That doesn't help too much if evil.svg is hosted on the same domain (with default "Content-Type: image/svg+xml" header), because attacker can send a direct link to the file.

Wowfunhappy 5 days ago|||
IMO, the bigger problem with SVGs as an image format is that different software often renders them (very) differently! It's a class of problem that raster image formats basically don't have.
josefx 4 days ago|||
> It's a class of problem that raster image formats basically don't have.

That took way too long to be this way.
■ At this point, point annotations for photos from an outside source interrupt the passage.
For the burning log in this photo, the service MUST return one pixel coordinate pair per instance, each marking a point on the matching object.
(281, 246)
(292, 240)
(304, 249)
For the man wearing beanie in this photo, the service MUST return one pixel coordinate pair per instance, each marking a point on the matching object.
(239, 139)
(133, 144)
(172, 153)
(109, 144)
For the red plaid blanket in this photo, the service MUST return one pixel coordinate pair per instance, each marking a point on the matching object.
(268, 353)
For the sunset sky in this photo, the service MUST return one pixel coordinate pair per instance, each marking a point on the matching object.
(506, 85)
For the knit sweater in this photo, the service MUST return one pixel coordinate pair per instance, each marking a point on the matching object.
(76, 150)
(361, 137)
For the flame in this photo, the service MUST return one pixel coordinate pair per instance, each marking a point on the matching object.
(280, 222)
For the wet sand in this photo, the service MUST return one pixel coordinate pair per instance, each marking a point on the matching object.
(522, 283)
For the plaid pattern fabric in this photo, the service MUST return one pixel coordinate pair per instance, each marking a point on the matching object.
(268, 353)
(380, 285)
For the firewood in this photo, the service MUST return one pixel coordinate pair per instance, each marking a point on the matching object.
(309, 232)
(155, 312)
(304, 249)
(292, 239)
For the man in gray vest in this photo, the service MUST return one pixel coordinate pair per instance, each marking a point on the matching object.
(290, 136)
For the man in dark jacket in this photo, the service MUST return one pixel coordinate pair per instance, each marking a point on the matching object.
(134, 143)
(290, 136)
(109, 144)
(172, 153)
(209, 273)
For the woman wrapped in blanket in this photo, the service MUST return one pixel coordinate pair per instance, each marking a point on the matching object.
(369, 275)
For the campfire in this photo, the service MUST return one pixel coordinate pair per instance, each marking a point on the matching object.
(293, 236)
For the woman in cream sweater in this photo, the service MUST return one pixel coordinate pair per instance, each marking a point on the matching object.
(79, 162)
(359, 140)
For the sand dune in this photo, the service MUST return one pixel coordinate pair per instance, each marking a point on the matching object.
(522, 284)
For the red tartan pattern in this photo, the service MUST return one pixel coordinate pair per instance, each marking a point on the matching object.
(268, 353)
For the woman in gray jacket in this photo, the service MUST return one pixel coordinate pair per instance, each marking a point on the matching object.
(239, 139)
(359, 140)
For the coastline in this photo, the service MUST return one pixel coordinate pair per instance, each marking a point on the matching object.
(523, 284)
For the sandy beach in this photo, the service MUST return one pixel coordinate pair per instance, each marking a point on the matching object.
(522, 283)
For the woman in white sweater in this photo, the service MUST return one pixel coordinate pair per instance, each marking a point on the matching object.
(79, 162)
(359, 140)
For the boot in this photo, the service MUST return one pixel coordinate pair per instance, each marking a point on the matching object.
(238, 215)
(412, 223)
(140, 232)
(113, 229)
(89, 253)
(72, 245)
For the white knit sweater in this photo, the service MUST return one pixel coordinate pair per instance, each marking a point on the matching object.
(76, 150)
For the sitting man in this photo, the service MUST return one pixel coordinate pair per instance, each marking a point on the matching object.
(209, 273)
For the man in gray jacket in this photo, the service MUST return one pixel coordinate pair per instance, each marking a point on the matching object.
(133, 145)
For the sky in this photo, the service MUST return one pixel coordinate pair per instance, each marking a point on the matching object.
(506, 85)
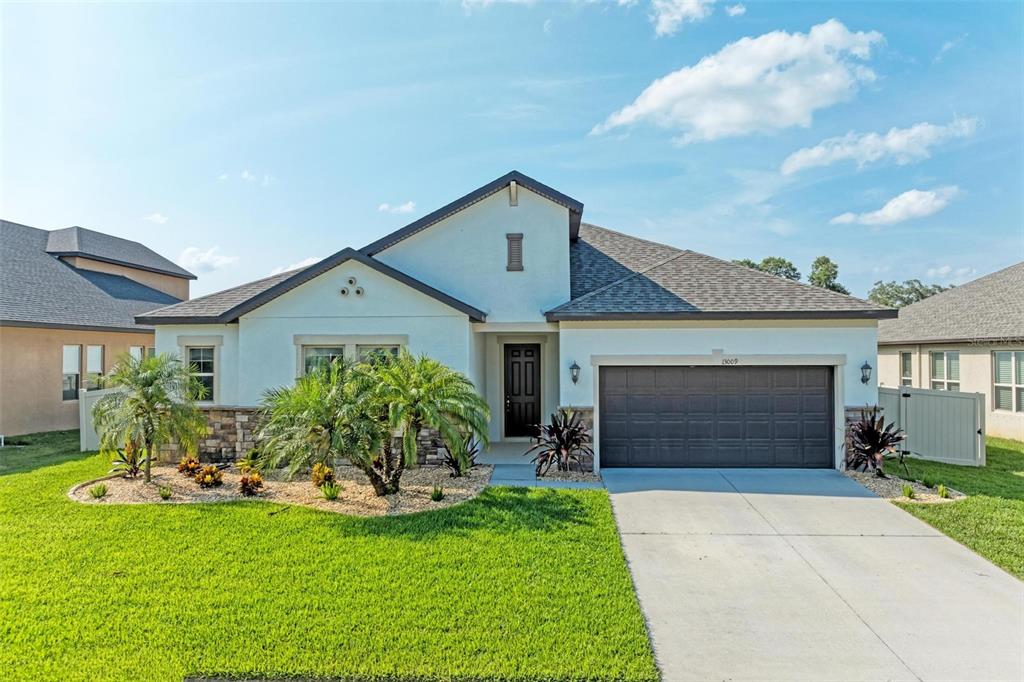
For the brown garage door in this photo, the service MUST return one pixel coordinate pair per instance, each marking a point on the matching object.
(716, 417)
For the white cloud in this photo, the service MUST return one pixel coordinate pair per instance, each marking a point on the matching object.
(305, 262)
(198, 260)
(668, 15)
(909, 205)
(756, 85)
(408, 207)
(904, 145)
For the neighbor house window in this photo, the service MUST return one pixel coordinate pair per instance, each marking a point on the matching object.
(905, 369)
(93, 367)
(366, 352)
(945, 371)
(201, 363)
(515, 252)
(71, 369)
(315, 356)
(1008, 375)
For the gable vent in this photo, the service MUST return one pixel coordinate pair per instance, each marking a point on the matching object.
(515, 251)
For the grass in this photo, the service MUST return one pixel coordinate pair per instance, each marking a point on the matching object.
(516, 585)
(991, 520)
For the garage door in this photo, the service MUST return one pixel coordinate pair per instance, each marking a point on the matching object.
(716, 417)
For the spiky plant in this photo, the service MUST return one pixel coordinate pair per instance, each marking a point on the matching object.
(870, 440)
(156, 405)
(561, 443)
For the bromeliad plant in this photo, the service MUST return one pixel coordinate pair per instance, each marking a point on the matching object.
(563, 442)
(155, 407)
(870, 440)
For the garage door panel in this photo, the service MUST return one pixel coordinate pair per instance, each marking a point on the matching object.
(715, 416)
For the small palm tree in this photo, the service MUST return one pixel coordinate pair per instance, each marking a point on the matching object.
(155, 406)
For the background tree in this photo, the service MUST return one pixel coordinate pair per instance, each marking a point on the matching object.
(776, 265)
(897, 295)
(824, 273)
(155, 407)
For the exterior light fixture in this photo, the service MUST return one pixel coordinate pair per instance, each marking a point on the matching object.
(865, 373)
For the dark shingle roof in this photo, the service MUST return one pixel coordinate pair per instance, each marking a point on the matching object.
(38, 289)
(990, 307)
(614, 275)
(228, 305)
(88, 243)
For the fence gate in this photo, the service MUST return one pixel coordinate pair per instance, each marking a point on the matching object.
(942, 426)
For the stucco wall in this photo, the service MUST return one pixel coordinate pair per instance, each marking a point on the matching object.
(465, 255)
(976, 377)
(176, 287)
(31, 374)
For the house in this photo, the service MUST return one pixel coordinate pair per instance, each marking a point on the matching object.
(970, 339)
(68, 305)
(677, 357)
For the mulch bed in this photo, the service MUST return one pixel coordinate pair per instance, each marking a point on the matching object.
(356, 498)
(892, 488)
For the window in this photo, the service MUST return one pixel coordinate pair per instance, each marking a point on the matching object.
(371, 351)
(906, 369)
(515, 252)
(314, 356)
(1008, 384)
(945, 371)
(201, 361)
(72, 369)
(93, 367)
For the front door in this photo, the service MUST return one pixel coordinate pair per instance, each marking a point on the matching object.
(522, 388)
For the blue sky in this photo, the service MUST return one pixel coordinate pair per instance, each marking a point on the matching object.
(243, 138)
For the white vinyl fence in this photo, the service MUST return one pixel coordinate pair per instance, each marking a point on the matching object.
(88, 439)
(942, 426)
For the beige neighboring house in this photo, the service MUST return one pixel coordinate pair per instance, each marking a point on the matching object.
(68, 305)
(967, 339)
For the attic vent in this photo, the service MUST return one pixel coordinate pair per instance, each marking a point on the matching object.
(515, 251)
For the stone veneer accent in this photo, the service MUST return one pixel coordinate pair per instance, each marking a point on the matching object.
(587, 414)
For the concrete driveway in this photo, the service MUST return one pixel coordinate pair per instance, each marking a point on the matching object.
(804, 574)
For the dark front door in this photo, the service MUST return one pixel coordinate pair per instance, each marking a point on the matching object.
(716, 417)
(522, 388)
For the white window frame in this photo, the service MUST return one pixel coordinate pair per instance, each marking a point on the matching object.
(945, 381)
(65, 373)
(1016, 387)
(906, 379)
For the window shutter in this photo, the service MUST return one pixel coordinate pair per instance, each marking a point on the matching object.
(515, 252)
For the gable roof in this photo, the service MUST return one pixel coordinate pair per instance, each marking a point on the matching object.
(110, 249)
(39, 290)
(616, 276)
(574, 207)
(988, 308)
(226, 306)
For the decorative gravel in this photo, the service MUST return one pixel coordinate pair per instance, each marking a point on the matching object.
(892, 488)
(356, 497)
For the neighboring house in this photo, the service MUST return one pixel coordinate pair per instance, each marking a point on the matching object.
(971, 339)
(681, 359)
(68, 305)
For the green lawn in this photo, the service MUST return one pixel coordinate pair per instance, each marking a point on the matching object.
(991, 520)
(515, 585)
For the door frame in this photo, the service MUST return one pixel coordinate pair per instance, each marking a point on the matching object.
(720, 357)
(504, 344)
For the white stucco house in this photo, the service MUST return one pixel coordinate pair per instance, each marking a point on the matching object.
(681, 358)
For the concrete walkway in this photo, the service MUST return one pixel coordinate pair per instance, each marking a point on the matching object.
(800, 574)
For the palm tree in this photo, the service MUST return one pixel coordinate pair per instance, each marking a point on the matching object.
(155, 406)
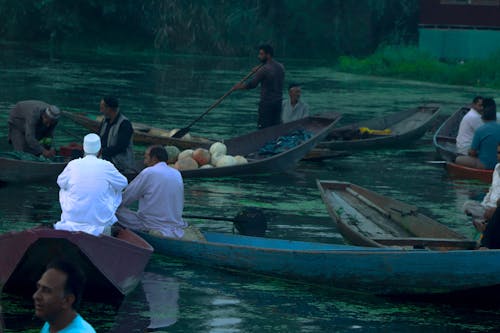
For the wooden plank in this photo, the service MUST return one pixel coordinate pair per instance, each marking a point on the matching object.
(428, 242)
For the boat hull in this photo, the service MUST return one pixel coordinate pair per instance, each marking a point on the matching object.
(378, 271)
(365, 218)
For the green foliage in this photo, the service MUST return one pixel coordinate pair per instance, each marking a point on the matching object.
(411, 63)
(320, 28)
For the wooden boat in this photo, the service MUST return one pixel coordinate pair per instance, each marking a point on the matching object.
(366, 218)
(445, 143)
(14, 170)
(113, 265)
(445, 138)
(405, 127)
(463, 172)
(380, 271)
(143, 134)
(248, 145)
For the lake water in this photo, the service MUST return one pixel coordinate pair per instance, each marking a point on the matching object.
(168, 92)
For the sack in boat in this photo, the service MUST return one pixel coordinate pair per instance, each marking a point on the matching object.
(251, 222)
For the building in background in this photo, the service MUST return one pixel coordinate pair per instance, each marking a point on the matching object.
(460, 29)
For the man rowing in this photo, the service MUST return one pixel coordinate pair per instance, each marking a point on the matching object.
(270, 77)
(116, 134)
(31, 127)
(159, 189)
(91, 191)
(468, 126)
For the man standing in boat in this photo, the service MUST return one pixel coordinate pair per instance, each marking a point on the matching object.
(483, 153)
(294, 108)
(116, 134)
(271, 77)
(31, 127)
(468, 126)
Some old browsers couldn't even get the colors of PNGs correct, let alone the transparency.

zffr 5 days ago||||
I would have expected SVGs to be like PDFs and render the same across devices. Is the issue that some renderers don’t implement the full spec, or that some implement parts incorrectly?
lenzm 5 days ago|||
They are like PDFs in that they do not render the same with different software or on different devices.
Wowfunhappy 5 days ago|||
I would say PDFs are actually reasonably consistent though. Weird things happen on occasion, but I've certainly had more success than with SVGs.
auxiliarymoose 4 days ago||
They are reasonably consistent because there is a de-facto reference implementation (Adobe Acrobat) which, if your implementation does not match exactly, users will think your implementation is broken.

There isn't such an implementation for SVG.

0x1ch 5 days ago||||
We live in a world where Adobe set the standard, and anything that didn't render like Adobe was considered "incorrect".
eek2121 5 days ago|||
You definitely don't understand PDFs, let alone SVGs.
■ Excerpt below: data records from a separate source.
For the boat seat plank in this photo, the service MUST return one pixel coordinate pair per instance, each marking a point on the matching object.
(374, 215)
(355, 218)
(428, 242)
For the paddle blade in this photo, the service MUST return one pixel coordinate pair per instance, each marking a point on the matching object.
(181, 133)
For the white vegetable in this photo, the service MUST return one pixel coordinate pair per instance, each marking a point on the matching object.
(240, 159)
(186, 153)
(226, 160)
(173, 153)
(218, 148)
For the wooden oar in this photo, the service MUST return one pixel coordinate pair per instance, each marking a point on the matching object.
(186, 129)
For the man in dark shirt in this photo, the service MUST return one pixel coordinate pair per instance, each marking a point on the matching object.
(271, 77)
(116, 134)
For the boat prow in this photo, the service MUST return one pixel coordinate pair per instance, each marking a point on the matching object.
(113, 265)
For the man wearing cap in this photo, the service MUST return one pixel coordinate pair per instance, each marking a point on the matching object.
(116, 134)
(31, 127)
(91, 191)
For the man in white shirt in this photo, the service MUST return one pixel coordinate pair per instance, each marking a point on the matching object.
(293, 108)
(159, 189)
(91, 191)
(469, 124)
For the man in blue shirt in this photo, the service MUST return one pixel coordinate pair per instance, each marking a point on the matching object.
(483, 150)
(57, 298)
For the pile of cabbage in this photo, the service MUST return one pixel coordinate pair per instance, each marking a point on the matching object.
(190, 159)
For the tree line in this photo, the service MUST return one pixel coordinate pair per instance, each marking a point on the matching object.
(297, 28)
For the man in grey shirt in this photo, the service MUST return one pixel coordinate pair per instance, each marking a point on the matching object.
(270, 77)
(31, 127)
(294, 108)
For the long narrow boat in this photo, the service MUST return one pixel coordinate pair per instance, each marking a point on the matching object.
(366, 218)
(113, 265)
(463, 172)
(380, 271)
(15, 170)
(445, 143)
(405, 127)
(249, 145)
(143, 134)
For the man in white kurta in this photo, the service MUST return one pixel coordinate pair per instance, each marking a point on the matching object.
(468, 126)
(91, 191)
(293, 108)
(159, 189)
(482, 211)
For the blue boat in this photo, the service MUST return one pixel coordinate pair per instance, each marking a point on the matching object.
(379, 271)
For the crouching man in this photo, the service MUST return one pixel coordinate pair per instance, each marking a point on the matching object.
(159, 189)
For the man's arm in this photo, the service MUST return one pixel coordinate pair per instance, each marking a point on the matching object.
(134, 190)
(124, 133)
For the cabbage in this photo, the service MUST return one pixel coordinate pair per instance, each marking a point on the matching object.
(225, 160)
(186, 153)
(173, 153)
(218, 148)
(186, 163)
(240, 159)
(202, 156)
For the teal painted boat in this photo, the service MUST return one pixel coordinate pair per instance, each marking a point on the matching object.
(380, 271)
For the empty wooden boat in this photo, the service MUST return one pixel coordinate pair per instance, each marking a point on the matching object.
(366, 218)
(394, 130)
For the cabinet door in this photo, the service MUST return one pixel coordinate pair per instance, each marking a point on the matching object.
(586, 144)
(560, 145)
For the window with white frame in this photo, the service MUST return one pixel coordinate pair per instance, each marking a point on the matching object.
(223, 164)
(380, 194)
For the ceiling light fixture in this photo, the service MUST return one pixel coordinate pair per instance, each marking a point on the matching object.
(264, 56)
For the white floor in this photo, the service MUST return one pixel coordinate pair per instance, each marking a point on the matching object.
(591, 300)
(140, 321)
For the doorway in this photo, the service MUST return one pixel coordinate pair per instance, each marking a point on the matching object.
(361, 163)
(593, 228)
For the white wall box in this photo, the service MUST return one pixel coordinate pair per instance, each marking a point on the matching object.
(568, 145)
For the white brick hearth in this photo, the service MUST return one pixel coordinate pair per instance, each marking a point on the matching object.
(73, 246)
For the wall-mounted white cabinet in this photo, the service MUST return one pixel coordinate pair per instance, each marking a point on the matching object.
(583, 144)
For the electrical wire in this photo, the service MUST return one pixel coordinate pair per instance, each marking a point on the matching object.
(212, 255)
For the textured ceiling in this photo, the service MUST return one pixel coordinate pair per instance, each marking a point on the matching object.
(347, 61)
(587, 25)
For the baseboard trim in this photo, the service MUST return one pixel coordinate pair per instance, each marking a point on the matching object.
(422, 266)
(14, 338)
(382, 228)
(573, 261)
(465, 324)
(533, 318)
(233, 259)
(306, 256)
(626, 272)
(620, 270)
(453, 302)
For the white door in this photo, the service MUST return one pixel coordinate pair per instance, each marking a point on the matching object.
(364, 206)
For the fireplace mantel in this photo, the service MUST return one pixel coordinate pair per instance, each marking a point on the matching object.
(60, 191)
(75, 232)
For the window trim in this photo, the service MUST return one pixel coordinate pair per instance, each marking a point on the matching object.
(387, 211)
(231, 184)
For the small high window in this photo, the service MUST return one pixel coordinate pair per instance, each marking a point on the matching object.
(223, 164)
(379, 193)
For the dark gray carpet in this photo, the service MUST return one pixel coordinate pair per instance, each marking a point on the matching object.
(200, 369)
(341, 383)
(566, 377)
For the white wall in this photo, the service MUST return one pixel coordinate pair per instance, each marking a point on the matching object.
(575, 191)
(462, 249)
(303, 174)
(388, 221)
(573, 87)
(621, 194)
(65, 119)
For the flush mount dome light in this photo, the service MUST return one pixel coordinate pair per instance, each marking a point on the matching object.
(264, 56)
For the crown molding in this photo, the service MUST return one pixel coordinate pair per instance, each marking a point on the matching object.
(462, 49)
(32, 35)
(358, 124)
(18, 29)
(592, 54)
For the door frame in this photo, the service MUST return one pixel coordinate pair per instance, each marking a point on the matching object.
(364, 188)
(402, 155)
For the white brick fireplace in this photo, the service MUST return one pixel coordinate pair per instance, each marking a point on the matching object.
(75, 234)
PDFs can also contain scripts. Many applications have had issues rendering PDFs.

Don't get me wrong, the folks creating the SVG standard should've used their heads. This is like the 5th time (that I am aware of) this type of issue has happened, (and at least 3 of them were Adobe). Allowing executable code in an image/page format shouldn't be a thing.

silverwind 5 days ago||||
SVG can for example contain text elements rendered with a font. If the font is not available it will render in a different one. The issue can be avoided by turning text elements into paths, but not all SVGs do that.
Karliss 5 days ago||||
More like HTML and getting different browsers to render pixel perfectly identical result (which they don't) including text layout and shaping. Where different browser don't mean just Chrome, Firefox, Safari but also also IE6 and CLI based browsers like Lynx.

PDFs at least usually embed the used subset of fonts and contain explicit placement of each glyph. Which is also why editing or parsing text in PDFs is problematic. Although it also has many variations of Standard and countless Adobe exclusive extensions.

Even when you have exactly the same font text shaping is tricky. And with SVGs lack of ability to embed fonts, files which unintentionally reference system font or a generic font aren't uncommon. And when you don't have the same font, it's very likely that any carefully placed text on top of diagram will be more or less misplaced, badly wrap or even copletely disappear due to lack of space. Because there is 0 consistency between the metrics across different fonts.

The situation with specification is also not great. Just SVG 1.1 defines certain official subsets, but in practice many software pick whatever is more convenient for them.

SVG 2.0 specification has been in limbo for years although seems like recently the relevant working group has resumed discussions. Browser vendors are pushing towards synchronizing certain aspects of it with HTML adjacent standards which would make fully supporting it outside browsers even more problematic. It's not just polishing little details many major parts that were in earlier drafts are getting removed, reworked or put on backlog.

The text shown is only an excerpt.